A common theme here is the need for more visibility. The complexity of software dependencies throughout the supply chain can make it difficult to monitor for vulnerabilities and risks. DevOps needs to “shift left” to become more proactive and transparent about risk so that cybersecurity teams can identify and remediate these risks before they are exploited (i.e., left of boom).

Organizations can audit the provenance of software with Software Bills of Materials (SBOMs) to track each dependency’s origin and version. Static application security testing (SAST) and dynamic application security testing (DAST) can identify vulnerabilities that could be exploited in an attack. Again, visibility is key in this approach. Organizations need to begin with a comprehensive asset inventory in order to assess the business impact of specific applications.

Cybersecurity teams can also monitor for indicators of action or attack (IOAs), such as unusual system behavior or new connections.

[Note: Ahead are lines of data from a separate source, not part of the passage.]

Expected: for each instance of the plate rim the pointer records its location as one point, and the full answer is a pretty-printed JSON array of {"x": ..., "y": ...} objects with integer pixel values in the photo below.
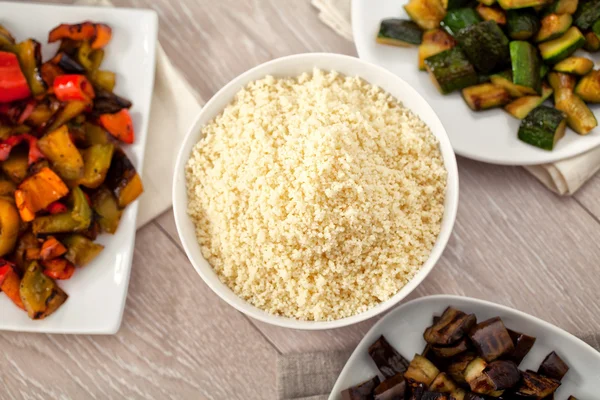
[
  {"x": 449, "y": 298},
  {"x": 547, "y": 157}
]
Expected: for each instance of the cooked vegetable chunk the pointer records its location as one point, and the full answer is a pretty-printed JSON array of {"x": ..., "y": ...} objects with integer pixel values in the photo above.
[
  {"x": 553, "y": 367},
  {"x": 485, "y": 96},
  {"x": 387, "y": 359},
  {"x": 521, "y": 107},
  {"x": 450, "y": 70},
  {"x": 62, "y": 153},
  {"x": 458, "y": 19},
  {"x": 38, "y": 191},
  {"x": 41, "y": 296},
  {"x": 123, "y": 179},
  {"x": 421, "y": 370},
  {"x": 391, "y": 389},
  {"x": 536, "y": 386},
  {"x": 525, "y": 65},
  {"x": 491, "y": 339},
  {"x": 363, "y": 391},
  {"x": 81, "y": 250},
  {"x": 522, "y": 24},
  {"x": 588, "y": 87},
  {"x": 485, "y": 45},
  {"x": 434, "y": 42},
  {"x": 575, "y": 65},
  {"x": 450, "y": 328},
  {"x": 399, "y": 32},
  {"x": 588, "y": 12},
  {"x": 426, "y": 13},
  {"x": 543, "y": 127},
  {"x": 557, "y": 50},
  {"x": 553, "y": 26}
]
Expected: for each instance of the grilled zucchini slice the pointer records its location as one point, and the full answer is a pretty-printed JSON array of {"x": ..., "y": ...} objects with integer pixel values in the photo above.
[
  {"x": 399, "y": 32},
  {"x": 553, "y": 26},
  {"x": 485, "y": 45},
  {"x": 575, "y": 65},
  {"x": 434, "y": 42},
  {"x": 522, "y": 106},
  {"x": 588, "y": 12},
  {"x": 491, "y": 14},
  {"x": 525, "y": 65},
  {"x": 522, "y": 24},
  {"x": 557, "y": 50},
  {"x": 450, "y": 70},
  {"x": 426, "y": 13},
  {"x": 485, "y": 96},
  {"x": 543, "y": 127},
  {"x": 588, "y": 87},
  {"x": 460, "y": 18}
]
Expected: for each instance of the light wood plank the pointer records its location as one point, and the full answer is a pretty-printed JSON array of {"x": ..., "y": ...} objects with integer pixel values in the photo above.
[{"x": 177, "y": 340}]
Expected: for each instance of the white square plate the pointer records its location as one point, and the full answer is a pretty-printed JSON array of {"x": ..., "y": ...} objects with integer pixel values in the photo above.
[
  {"x": 97, "y": 292},
  {"x": 404, "y": 327}
]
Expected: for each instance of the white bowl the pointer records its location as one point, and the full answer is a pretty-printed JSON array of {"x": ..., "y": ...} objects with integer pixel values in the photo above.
[{"x": 288, "y": 67}]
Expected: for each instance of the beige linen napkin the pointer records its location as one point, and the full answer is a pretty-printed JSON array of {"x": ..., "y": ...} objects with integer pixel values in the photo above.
[
  {"x": 174, "y": 107},
  {"x": 563, "y": 177},
  {"x": 311, "y": 376}
]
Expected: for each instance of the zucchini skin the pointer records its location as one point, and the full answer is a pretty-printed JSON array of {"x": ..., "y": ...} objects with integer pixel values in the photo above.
[
  {"x": 542, "y": 127},
  {"x": 450, "y": 70},
  {"x": 587, "y": 13},
  {"x": 525, "y": 65},
  {"x": 458, "y": 19},
  {"x": 399, "y": 32},
  {"x": 485, "y": 45},
  {"x": 522, "y": 24},
  {"x": 557, "y": 50}
]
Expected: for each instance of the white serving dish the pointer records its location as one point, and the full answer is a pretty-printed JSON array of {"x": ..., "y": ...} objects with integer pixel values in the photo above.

Identifying behavioral anomalies such as these are an ideal use case for AI since machine learning excels at pattern recognition and deviations from normal behavior.

When it comes to AI-enabled coding assistants, developers need to be aware of their risks, such as poor account authentication and input validation weaknesses. Developers should embed security into their prompts, such as MFA lockouts and input sanitization. It is also essential, now more than ever, to include mandatory human review and application security testing.